3/19/2014 10:27:00 AM Southern'isms and what they mean
Brenda Harrison Editor
A few more Southern sayings and what they mean... •”Bless your heart.” Southern women drop this phrase a lot. But it might not mean what you think. In reality, the phrase has little to do with religion and more to do with a passive-aggressive way to call someone an idiot. Depending on your inflection, saying “bless your heart” can sting worse than any insult. • “He’s got enough money to burn a wet mule.” In 1929, then-Governor of Louisiana Huey Long, nicknamed “The Kingfish,” tried to enact a five-cent tax on each barrel of refined oil to fund welfare programs.
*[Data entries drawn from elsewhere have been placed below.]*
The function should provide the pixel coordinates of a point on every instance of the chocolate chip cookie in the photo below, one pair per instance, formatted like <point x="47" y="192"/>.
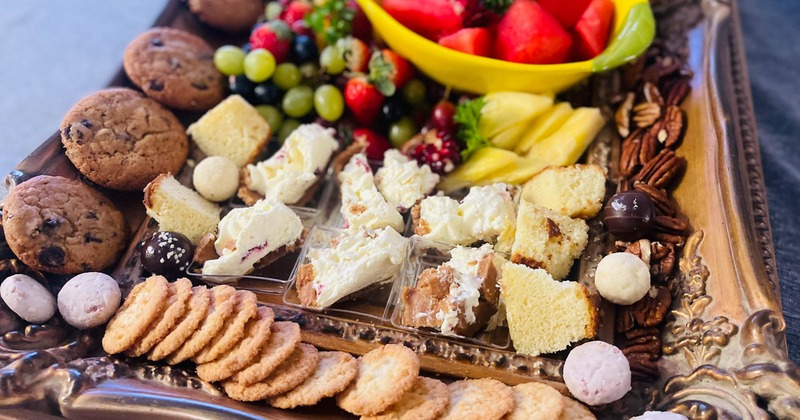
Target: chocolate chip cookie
<point x="234" y="16"/>
<point x="122" y="140"/>
<point x="62" y="226"/>
<point x="175" y="68"/>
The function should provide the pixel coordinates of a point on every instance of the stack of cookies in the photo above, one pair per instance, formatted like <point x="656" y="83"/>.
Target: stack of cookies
<point x="237" y="343"/>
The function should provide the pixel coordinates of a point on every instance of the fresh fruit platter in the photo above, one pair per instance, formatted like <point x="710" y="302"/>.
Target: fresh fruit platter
<point x="446" y="209"/>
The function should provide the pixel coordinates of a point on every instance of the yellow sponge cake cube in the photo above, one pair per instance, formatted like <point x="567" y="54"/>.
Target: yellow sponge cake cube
<point x="233" y="129"/>
<point x="546" y="239"/>
<point x="180" y="209"/>
<point x="544" y="315"/>
<point x="574" y="191"/>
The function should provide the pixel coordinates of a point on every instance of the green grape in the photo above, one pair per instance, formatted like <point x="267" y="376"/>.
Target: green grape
<point x="287" y="76"/>
<point x="229" y="60"/>
<point x="271" y="115"/>
<point x="287" y="128"/>
<point x="332" y="60"/>
<point x="273" y="10"/>
<point x="329" y="102"/>
<point x="259" y="65"/>
<point x="414" y="92"/>
<point x="298" y="101"/>
<point x="401" y="131"/>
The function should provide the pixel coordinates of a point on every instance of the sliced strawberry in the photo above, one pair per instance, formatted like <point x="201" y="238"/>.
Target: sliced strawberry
<point x="356" y="53"/>
<point x="363" y="99"/>
<point x="528" y="34"/>
<point x="403" y="72"/>
<point x="475" y="41"/>
<point x="274" y="36"/>
<point x="429" y="18"/>
<point x="377" y="145"/>
<point x="296" y="11"/>
<point x="591" y="32"/>
<point x="567" y="12"/>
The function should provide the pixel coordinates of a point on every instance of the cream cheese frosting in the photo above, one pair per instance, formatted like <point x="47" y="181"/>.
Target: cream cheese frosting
<point x="486" y="214"/>
<point x="362" y="203"/>
<point x="296" y="166"/>
<point x="248" y="234"/>
<point x="465" y="287"/>
<point x="402" y="181"/>
<point x="358" y="259"/>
Naturally, Standard Oil threw a hissy fit and tried to impeach him on some fairly erroneous charges (including attending a drunken party with a stripper). But Long, a good ole’ boy, fought back. He reportedly said the company had offered legislators as much as $25,000 for their votes to kick him out of office – what he called “enough money to burn a wet mule.” • He ain’t got the good sense God gave a goose. • He’s so rich he buys a new boat when he gets the other one wet. • She was madder than a wet hen. If you ever got a hen wet you’ll know what that means. • He’s about as useful as an ashtray on a motorcycle. • He doesn’t have a pot to pee in or a window to throw it out of. That means someone is dirt poor. • He’s drunk as Cooter Brown. Cooter Brown was famous for being a notorious drunk. So famous in fact that he has his own Wikipedia entry. • She could start an argument in an empty house. • He’s about as useless as a screen door on a submarine. • His elevator don’t go all the way to the top. He’s one fry short of a Happy Meal. Or, as old folks used to say, he don’t got all what belongs to him. All taken to mean, he or she is crazy.